Economically, Jamaica's relationship with CARICOM has been a bane, not the boon we were promised. Why then does our engagement with the common market continue unchanged? Is it our long-held infatuation with the idea of regionalism? Is our love for CARICOM so unconditional that we are prepared to sacrifice the well-being of the Jamaican poor who need support from Government's Budget to survive?
It might be poetic justice that it has now come back to the very persons who led Government into this one-way, wrong-way relationship with CARICOM to correct the problem. But it is not clear that Jamaicans can be comforted by that. The question will always be, can the Government get over its love affair with CARICOM and recognise that we are in an abusive relationship?
Perhaps we can draw some encouragement from the portfolio changes involving Drs Peter Phillips and Omar Davies. Dr Phillips' track record would suggest that he might be sufficiently pragmatic, decisive and resolute to take on the CARICOM worshippers within his own Government and party and advance, instead, the critical goal of restoring the health of Jamaica's fiscal and economic condition.
Macroeconomic uncompetitiveness
Our leaders must make it clear to their CARICOM counterparts that our membership in the regional movement cannot continue to be at the expense of our economy and our people's well-being. Jamaica does not have to leave CARICOM. But the region must be made to understand that if our presence in the Community is to be valued, so must our fiscal and economic health.
We cannot wait for the Government to undo the errors that created the macroeconomic uncompetitiveness that now hobbles our producers' ability to compete in the region. During the many years it will take for that to be accomplished, the cost of CARICOM to our economy must be relieved. A temporary suspension of the duty-free status of some CARICOM imports, like petroleum products, is a possible solution. This will not only benefit Government's Budget but will conserve on the foreign exchange we use for imports. If new duty levels are tactically set, the competition from extraregional sources could ensure there will be little inflationary result.
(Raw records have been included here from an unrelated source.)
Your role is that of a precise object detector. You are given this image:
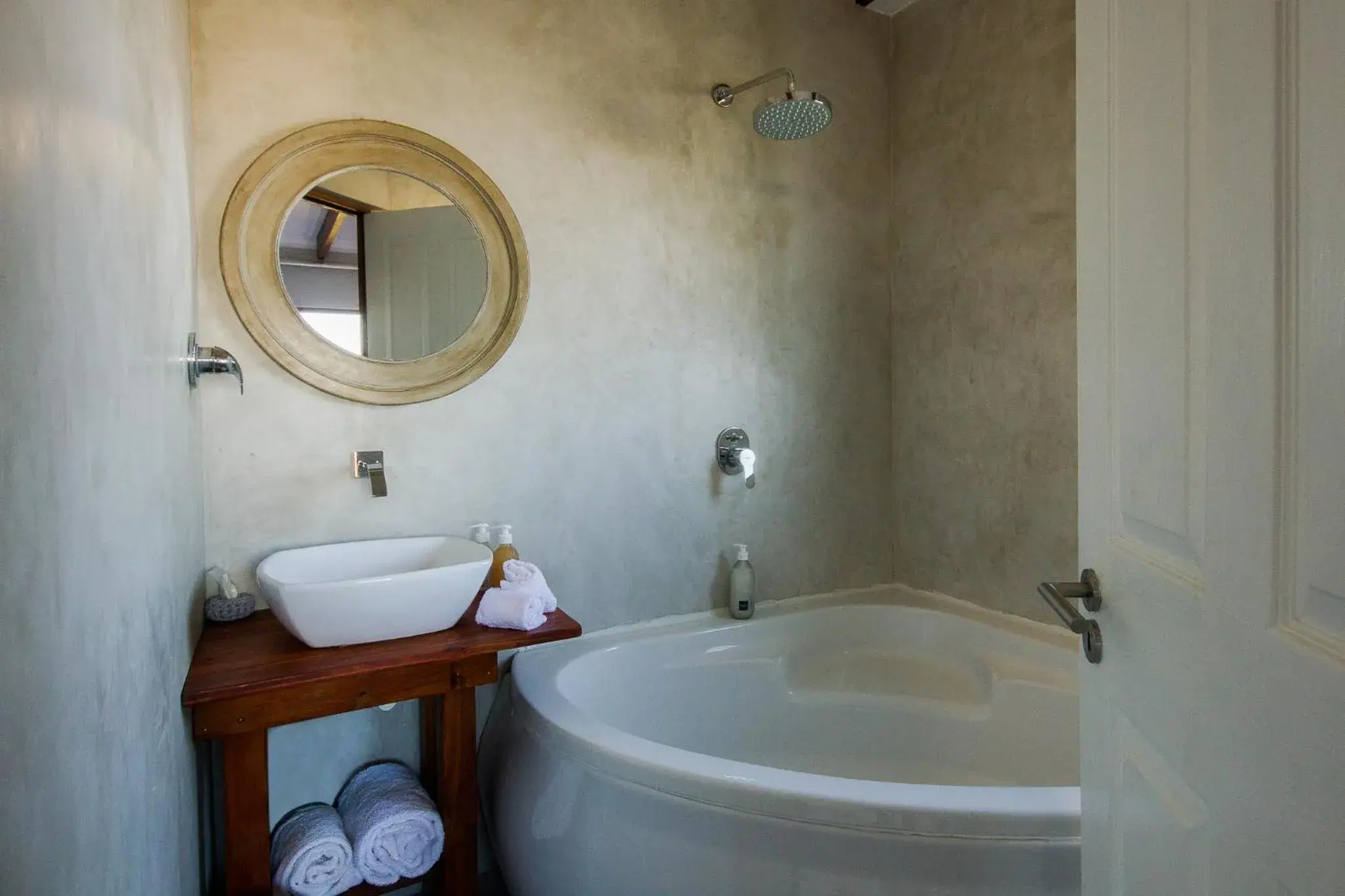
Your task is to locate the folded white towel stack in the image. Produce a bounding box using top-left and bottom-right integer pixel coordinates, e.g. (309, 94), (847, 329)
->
(336, 761), (444, 885)
(271, 803), (361, 896)
(476, 588), (546, 631)
(500, 560), (556, 612)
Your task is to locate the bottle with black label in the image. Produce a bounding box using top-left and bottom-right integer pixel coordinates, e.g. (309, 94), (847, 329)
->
(729, 544), (756, 619)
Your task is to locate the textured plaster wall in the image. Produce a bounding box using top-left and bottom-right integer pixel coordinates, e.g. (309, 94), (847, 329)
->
(191, 0), (892, 827)
(892, 0), (1078, 619)
(0, 0), (203, 896)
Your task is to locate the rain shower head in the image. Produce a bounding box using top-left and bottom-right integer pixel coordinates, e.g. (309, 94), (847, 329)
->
(710, 68), (831, 140)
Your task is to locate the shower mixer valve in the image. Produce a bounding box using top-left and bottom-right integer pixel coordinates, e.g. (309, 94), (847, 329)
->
(714, 426), (756, 489)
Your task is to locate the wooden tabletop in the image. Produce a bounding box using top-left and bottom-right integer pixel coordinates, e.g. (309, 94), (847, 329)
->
(181, 602), (583, 706)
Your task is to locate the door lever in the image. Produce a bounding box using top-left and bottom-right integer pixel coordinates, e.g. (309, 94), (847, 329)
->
(1037, 570), (1101, 665)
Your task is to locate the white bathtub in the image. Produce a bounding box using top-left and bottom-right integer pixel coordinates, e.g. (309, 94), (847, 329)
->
(481, 588), (1080, 896)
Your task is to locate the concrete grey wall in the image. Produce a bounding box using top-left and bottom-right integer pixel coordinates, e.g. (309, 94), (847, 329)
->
(0, 0), (203, 896)
(892, 0), (1078, 619)
(191, 0), (892, 827)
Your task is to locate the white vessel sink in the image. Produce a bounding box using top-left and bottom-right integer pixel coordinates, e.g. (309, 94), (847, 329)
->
(257, 536), (491, 647)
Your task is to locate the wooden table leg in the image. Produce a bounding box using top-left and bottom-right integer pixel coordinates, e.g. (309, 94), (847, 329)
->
(223, 728), (271, 896)
(435, 688), (477, 896)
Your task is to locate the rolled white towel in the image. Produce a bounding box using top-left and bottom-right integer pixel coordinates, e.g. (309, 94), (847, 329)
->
(476, 588), (546, 631)
(336, 761), (444, 885)
(500, 560), (556, 612)
(271, 803), (361, 896)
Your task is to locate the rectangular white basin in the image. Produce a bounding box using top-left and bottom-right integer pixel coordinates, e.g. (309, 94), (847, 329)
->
(257, 536), (491, 647)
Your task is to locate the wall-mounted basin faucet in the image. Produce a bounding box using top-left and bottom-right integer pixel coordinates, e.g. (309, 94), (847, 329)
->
(353, 452), (387, 498)
(187, 333), (244, 395)
(714, 426), (756, 489)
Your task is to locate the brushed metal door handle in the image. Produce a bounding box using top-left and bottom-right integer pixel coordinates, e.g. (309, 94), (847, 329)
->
(1037, 570), (1101, 665)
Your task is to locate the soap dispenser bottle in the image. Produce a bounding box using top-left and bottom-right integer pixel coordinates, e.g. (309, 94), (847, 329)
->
(472, 523), (491, 549)
(729, 544), (756, 619)
(485, 525), (518, 588)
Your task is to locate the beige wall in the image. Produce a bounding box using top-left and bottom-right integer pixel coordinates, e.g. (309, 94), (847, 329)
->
(191, 0), (892, 809)
(0, 0), (202, 896)
(892, 0), (1077, 618)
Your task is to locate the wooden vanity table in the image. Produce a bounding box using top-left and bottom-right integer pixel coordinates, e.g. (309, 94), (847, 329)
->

When in the 1980s Trinidad was concerned about its relatively minor trade imbalance with CARICOM, it did not hesitate to unilaterally impose an import-restricting licensing regime on CARICOM imports.
But will the same old brigade that created the CARICOM trade wreck we now have be prepared to take a path so radically different from that to which they have been wedded for so long, and which brought our trade with the region to such a disastrous pass?